Somebody Stop The "Bailout Party"

Treasury Secretary Timothy Geithner testifies on Capitol Hill in Washington, Tuesday, March 24, 2009, before the House Financial Services Committee hearing on AIG. (AP Photo/Susan Walsh) AP Photo/Susan Walsh

It's reasonable to be outraged at the seven-figure bonuses that some of AIG's top earners received, courtesy of taxpayers. But save some ire for the government officials who let this situation develop in the first place.

We're starting to see more evidence that last September's government bailout of AIG was, contrary to what our esteemed leaders in Washington have been telling us, not exactly necessary.

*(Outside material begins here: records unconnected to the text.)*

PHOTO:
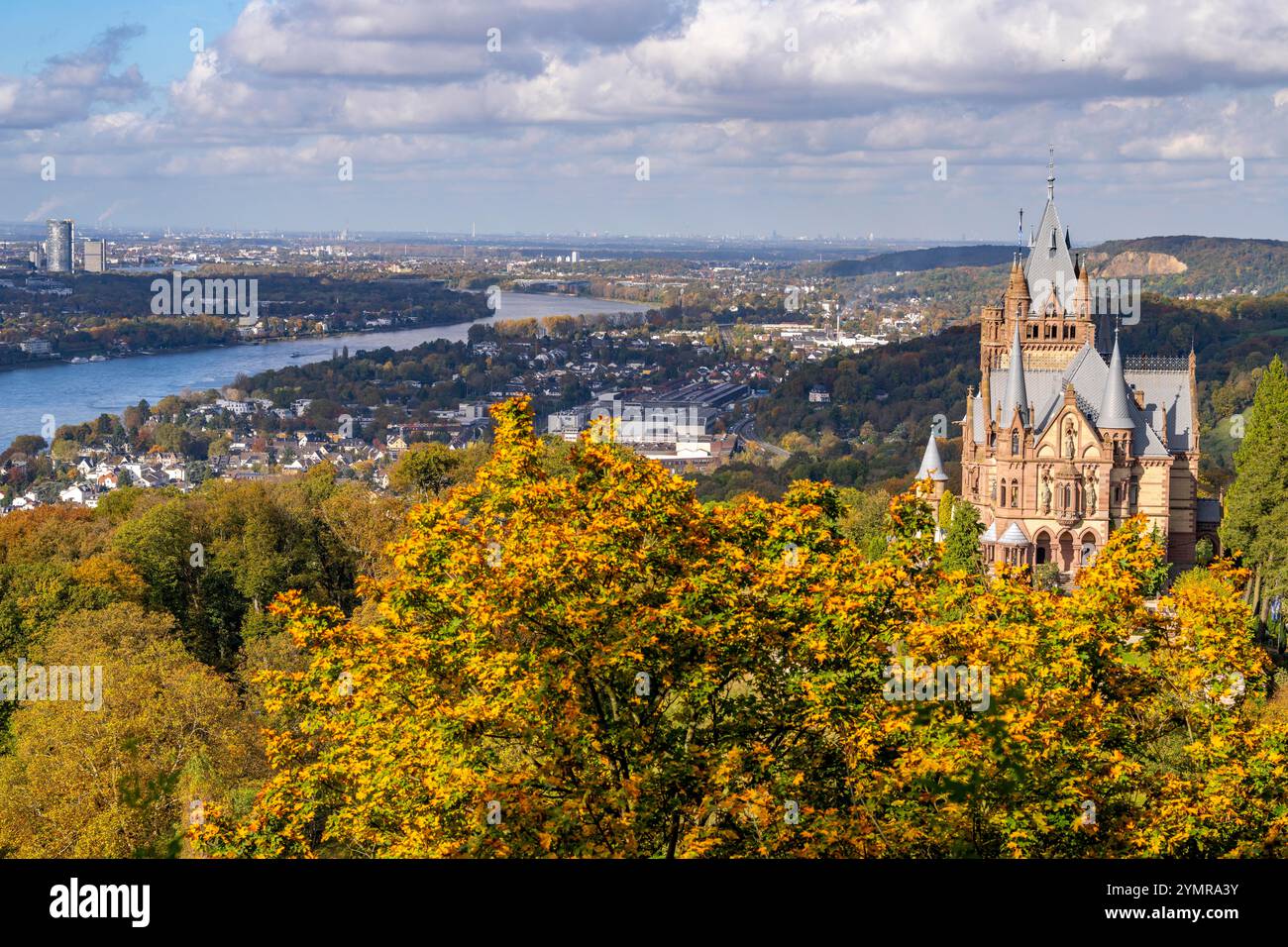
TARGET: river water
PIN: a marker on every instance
(75, 393)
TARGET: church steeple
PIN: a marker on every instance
(1017, 393)
(932, 467)
(1115, 412)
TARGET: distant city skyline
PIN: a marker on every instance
(912, 121)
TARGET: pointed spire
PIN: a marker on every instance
(931, 466)
(1017, 394)
(1115, 411)
(1017, 300)
(1082, 300)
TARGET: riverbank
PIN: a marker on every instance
(77, 393)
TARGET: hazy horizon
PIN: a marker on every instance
(914, 123)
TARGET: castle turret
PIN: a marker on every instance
(932, 468)
(1017, 393)
(1115, 411)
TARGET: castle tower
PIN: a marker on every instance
(932, 468)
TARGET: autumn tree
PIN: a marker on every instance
(117, 781)
(587, 661)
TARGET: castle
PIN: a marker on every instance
(1064, 442)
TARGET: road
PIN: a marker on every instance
(746, 429)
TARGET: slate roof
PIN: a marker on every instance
(1167, 401)
(1050, 260)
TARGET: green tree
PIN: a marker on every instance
(1256, 508)
(424, 470)
(961, 538)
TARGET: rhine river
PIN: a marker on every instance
(75, 393)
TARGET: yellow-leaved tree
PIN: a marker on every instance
(583, 660)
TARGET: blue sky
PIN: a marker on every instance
(804, 116)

Lucian Bebchuk, a Harvard professor of law, economics, and finance, wrote last week that claims of catastrophe if AIG filed for bankruptcy protection were "exaggerated." Larry Ribstein, who teaches business law at the University of Illinois, has gone further and argued that not only is an AIG bankruptcy possible, it's necessary to preserve what remains of the U.S. financial system.

Another bit of data that recently became public is a partial list of AIG's counterparties - including Goldman Sachs, Bank of America, and European financial institutions. Why can't those companies take "haircuts" and accept some losses? Instead, U.S. taxpayers are being forced to bankroll this effort to the tune of over $170 billion, so far, even as their own 401(k)s shrink and home values slide.

Unfortunately, the collective temperament of most Washington politicians - call them the Bailout Party, a term that includes Democrats and Republicans - includes a fondness for crony capitalism that dates back to the 1998 bailout of the hedge fund called Long-Term Capital Management. Not only is AIG likely to receive more handouts from the U.S. Treasury, but so are other firms that have yet to fail.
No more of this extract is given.